LYRIFONT is a project that transforms the way we experience lyrics by dynamically changing their font, based on the genre and the features of the song.
Its applications extend far beyond a mere aesthetic upgrade. By harmonizing lyrics with music in this way, we enhance the overall listening experience.
Whether you're a casual music enthusiast or a passionate lyricist, our project adds an extra layer of engagement and creativity to the auditory and visual aspects of music. Imagine incorporating LyriFont into music streaming platforms, live performances, or even educational tools. This technology has the potential to let users perceive and interact with song lyrics in a new way, bridging the gap between auditory and visual sensations.
Copy all the songs you want to use into the "Songs" folder.
Insert your personal Spotipy client id and client secret and Hugging Face api key in config.py script.
Lyrifont.py then needs to be run. Once that the system is correctly listening on the localhost server and is waiting for osc messages, Lyrifont.pde can be run as well.
!!! The selected song won't be loaded correctly if its name doesn't have the format "artistName - songName" and it's not an mp3 file !!!
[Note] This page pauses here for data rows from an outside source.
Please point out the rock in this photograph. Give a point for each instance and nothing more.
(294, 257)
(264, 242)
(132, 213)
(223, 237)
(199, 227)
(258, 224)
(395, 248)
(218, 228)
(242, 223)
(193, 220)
Lyrifont is mainly implemented in Python and Processing languages. It is organized in two main files:
-
Lyrifont.py, that is devoted to retrieve the lyrics of the selected song and to predict the genre and the associated font by pre-trained NN models. Moreover, it generates images starting from the key words of the current lyrics.
-
Lyrifont.pde, that is instead used for the realization of the visual part. It is responsible for displaying the lyrics and the generated images and for all the graphics effects in the background, such that the coloured dots on the sides or the interactive visual blobs. Furthermore, all the visual elements are dinamically connected with the audio features of the song that is played.
The two files communicates through OSC messages. From the Processing side the song metadata is sent, while the Python script sends back the song lyrics and the images generated from the keywords of the lyrics itself.
The lyrics are retrieved by using syncedlyrics Python library that gets them from many providers such as Musixmatch, Deezer, Lrclib and many others.
The genre of the song is predicted by a NN pre-trained. If the highest prediction value is lower than 0.85, the systems opts to get the genre with Spotify.
The font is predicted by a NN pre-trained.
Both Genre Recognition and Sub-Font Genre Association Classifiers code is present in the second branch of this repository.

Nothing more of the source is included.